Life & Letters newsmagazine for spring released
Magazine highlights College of Liberal Arts community of scholars, students, alumni, and as always the History Department.
Posted: May 31, 2011
The spring 2011 edition of Life & Letters features stories on the Department of History’s new website — Not Even Past, professors’ books and awards, stellar students and staff, and the new excellence fund in history established by alumnus Stuart W. Stedman.
Those individuals who have been awarded the college’s highest honor for their service to the college, the Pro Bene Meritis award, included two former history majors and now members of the department’s Visiting Committee: Carolyn Townsend and Peyton Townsend. Recently retired Associate Distinguished Teaching Professor Howard Miller also received the award this year. Miller taught American religious history for more than 30 years at the university.
The department launched a new website in January — Not Even Past — taking its name from William Faulkner who wrote in his 1951 novel, Requiem for a Nun, “The past is never dead, it’s not even past.” It draws on the expertise of its award-winning faculty and graduate students to contribute features on history from all areas, podcasts, videos, book recommendations, and more.
And this time, Bill Gates just didn’t mention Distinguished Teaching Professor David Oshinsky’s Pulitzer Prize-winning book, Polio: An American Story, as he did when he launched the Living Proof Project in 2009, he invited him along with other global leaders to discuss the eradication of polio on Jan. 31 in New York City. The panel discussion was moderated by ABC World News anchor Diane Sawyer.
Moving onto stellar students, the department was very proud of two of its majors who received the Dean’s Distinguished Graduate Award for 2011. Lindsey Carmichael has been a two-time Paralympian and majored in English and history. Stephen Mercer also attended the rigorous United States Marine Corps' Enlisted Commissioning Education Program, while completing his history degree in less than four years.
Professor Richard Pells published Modernist America: Art, Music, Movies, and the Globalization of American Culture (Yale University, March 2011). He recently retired in December after teaching 20th century American cultural and intellectual history for 30 years.
The Schusterman Center for Jewish Studies, directed by Professor Robert Abzug, matched a $6 million grant from the Charles and Lynn Schusterman Foundation, ensuring the continued growth of Jewish studies at The University of Texas at Austin.
History alumnus Stuart W. Stedman of the Stedman West Foundation gifted both the department and the Plan II Honors Program each $500,000.

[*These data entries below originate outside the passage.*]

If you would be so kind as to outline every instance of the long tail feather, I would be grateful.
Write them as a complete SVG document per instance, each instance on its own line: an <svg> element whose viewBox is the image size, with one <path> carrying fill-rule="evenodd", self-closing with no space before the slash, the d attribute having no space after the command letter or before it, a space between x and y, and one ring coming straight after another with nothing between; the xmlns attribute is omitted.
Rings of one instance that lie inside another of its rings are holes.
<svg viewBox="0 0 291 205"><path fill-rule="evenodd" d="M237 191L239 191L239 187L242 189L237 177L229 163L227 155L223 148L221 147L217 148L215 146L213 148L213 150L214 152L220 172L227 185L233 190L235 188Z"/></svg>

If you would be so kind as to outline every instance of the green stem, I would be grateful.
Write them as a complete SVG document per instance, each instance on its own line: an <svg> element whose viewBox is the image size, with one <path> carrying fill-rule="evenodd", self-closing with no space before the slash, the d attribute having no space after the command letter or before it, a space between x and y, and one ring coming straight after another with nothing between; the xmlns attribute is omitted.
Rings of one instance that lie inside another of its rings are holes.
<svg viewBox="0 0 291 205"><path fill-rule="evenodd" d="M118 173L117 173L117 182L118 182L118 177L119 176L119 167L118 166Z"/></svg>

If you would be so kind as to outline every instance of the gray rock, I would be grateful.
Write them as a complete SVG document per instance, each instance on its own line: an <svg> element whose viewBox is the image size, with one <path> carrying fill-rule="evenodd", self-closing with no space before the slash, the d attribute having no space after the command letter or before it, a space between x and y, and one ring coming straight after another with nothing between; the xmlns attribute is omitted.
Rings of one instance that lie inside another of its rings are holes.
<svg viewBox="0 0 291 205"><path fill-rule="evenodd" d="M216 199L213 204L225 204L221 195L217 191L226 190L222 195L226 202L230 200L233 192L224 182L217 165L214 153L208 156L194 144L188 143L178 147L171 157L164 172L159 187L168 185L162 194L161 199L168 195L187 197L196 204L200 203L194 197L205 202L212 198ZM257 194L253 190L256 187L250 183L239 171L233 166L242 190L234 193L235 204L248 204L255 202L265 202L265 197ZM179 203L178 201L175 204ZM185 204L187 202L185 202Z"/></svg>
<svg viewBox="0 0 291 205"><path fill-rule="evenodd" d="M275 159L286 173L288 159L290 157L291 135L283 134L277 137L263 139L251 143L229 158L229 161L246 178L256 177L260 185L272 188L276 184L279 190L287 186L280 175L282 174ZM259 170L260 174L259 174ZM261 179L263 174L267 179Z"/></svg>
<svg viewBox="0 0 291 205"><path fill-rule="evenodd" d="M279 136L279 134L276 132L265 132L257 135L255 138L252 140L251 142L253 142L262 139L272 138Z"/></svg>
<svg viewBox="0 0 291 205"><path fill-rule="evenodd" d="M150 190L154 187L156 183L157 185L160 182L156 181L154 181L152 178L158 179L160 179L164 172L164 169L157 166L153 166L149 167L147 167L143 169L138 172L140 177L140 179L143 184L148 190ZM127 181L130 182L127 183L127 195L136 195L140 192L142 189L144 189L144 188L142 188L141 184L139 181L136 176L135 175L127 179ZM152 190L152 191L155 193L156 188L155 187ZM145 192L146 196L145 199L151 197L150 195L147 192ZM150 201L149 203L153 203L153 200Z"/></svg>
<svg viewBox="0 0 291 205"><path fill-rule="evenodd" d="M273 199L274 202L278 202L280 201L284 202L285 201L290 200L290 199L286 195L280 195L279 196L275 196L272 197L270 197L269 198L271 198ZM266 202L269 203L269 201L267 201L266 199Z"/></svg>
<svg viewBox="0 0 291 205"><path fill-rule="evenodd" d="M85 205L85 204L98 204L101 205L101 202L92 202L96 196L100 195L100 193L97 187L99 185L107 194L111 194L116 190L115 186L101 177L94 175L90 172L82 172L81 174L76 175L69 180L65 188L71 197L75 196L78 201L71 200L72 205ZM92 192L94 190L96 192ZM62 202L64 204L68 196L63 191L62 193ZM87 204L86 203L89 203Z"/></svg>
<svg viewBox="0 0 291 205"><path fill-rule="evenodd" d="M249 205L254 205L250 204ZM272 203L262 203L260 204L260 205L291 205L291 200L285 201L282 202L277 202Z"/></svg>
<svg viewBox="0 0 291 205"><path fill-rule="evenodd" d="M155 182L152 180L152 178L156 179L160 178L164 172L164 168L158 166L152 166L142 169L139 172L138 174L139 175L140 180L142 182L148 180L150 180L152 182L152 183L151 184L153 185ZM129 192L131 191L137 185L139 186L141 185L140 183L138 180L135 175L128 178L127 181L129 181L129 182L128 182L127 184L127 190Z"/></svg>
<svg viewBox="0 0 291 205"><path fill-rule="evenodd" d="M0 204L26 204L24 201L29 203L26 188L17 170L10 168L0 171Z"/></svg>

The department will establish the Stuart W. Stedman Excellence Fund in History, which will provide the opportunity for faculty and graduate students to attend conferences and travel for research. Additionally, it will facilitate faculty in the creation of new courses or hiring graduate assistants.
Associate Distinguished Teaching Professor Michael Stoff is the director of the Plan II Honors Program in the college. The gift will be used to create the Stuart W. Stedman Forty Acres Scholarship for Plan II.
Awards and Honors
Administrative Associate Courtney Meador is the 2011 winner of the COLA Staff Excellence Award.
Associate Professor Charters Wynn received the President's Associates Teaching Excellence Award for the 2010-11 academic year.
Professor Julie Hardwick received the college's Raymond Dickson Centennial Endowed Teaching Fellowship.
Professor Juliet Walker received the Carter G. Woodson Scholars Medallion for 2010 by the Association for the Study of Afican American Life and History.
Professor Wm. Roger Louis was elected a fellow of the American Academy of Arts & Sciences.
Assistant Professor Benjamin Brower was awarded the Middle East Studies Association’s Albert Hourani Book Award for his book titled A Desert Named Peace: The Violence of France’s Empire in the Algerian Sahara, 1844-1902 (Columbia University Press, 2009).
Professor Neil Foley's book Quest for Equality: The Failed Promise of Black-Brown Solidarity was selected by the Texas Institute of Letters as the most significant scholarly book for 2010.
Associate Professor Huaiyin Li’s book Village China Under Socialism and Reform: A Micro-History, 1948-2008 won one of four runner-up prizes in the annual Hamilton Book Awards sponsored by the University Co-op.
The department and college along with many students mourn the loss of renowned American history Professor Emeritus William Goetzmann at age 79. He taught for more than 40 years at the university. He won both the Pulitzer and Parkman prizes in 1967 for his seminal book Exploration and Empire: The Explorer and the Scientist in the Winning of the American West.